第6話 ドキュメンタリー
保健室で氷嚢をもらったぼくは、それを顎にあてながら講堂入り口に突っ立っていた。ぼくを保健室まで連れて行ってくれた放送部3年生、
「さっきは本当にごめんね。道士郎のやつ、僕はともかく顧問の言うことも聞かなくてさ。だから、厳しい生活指導の先生を呼ばなきゃいけなかったんだ」
話を聞けば、ぼくに付き添ってくれたこのイケメンで清潔感のある上級生は、放送部の副部長らしい。実績ある部活とそこで生じる軋轢に胃を痛ませる雨宮先輩に、ぼくは曖昧な笑みを浮かべながら頷く。顎に動きが伝わる度、耳の奥がごりごりと音を立てる。ぼくがこんな状態でも取材に応じたのは、この哀れな雨宮副部長への同情心からだった。
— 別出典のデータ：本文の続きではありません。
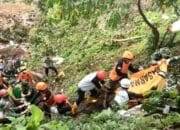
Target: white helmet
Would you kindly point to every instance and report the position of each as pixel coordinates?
(125, 83)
「でも、それっぽい映像がワンカットだけでも欲しいんだ。さっきは納得したように見えたけど、多分あとでお別れ会直後の映像がないってごねるだろうから」
「直後、ではないんですけど良いんですか」
「ああ構わないよ。道士郎と違って、ドキュメンタリーは真実を使ったフィクションだっていうのがぼくの持論でね。どうせ編集しちゃうし、あとはぼくが何とか説得すればいい。莉桜、準備は良い?」
雨宮先輩は三脚をつけたカメラのセッティングをしていた金髪ポニーテールの放送部員、
「彼がダメそうです」
と言う。彼、とはぼくのことだ。顎の調子がおかしくて、不自然に口を動かしていたのを見られていたのだろう。雨宮が心配そうにぼくを見てくる。
「喋るのキツそうかい? やっぱりやめておこうか」
「いえ、ちゃんと喋れますから。早く撮りま――」
ぼくが言い終わらないうちに、カメラの向こう側から莉桜が目の前まで近寄ってきた。そして、ぼくが何? と発する前に、
ゴキリ
ぼくの顎を掴んで、力強く動かした。一瞬強い痛みに襲われてびっくりしたが、顎の違和感はなくなっていた。
「どうでしょう」
莉桜がじっとぼくを見て言う。ぼくは間近で顔を見たことで、この少女の異質さに気が付いた。莉桜は髪色と合わさって、史音に負けず劣らず活発そうな第一印象があった。だが、近くで見た莉桜の目にそんなポジティブな感情らしきものは感じられない。その瞳は瞬きもなく大きく見開かれていて、それなのに口は張り付けたような笑みを浮かべているので、そのチグハグ感が莉桜の異様さ、不気味さを際立たせていた。
「う、うん。ありがとう。大丈夫、です」
制服のリボンの色で同じ一年と判別できたが、彼女の雰囲気に思わず敬語になってしまう。莉桜はくるりと振り返ってカメラの方へ戻る。一連の様子を見ていた雨宮副部長は苦笑いを浮かべつつ、またぼくに頭を下げた。きっと莉桜は放送部内でもこんな様子なのだろう。部長と一年がこの様子だと、他の部員も似たようなものかもしれない。爽やかなイケメン副部長の労苦を思うと、強い同情の念を禁じ得ない。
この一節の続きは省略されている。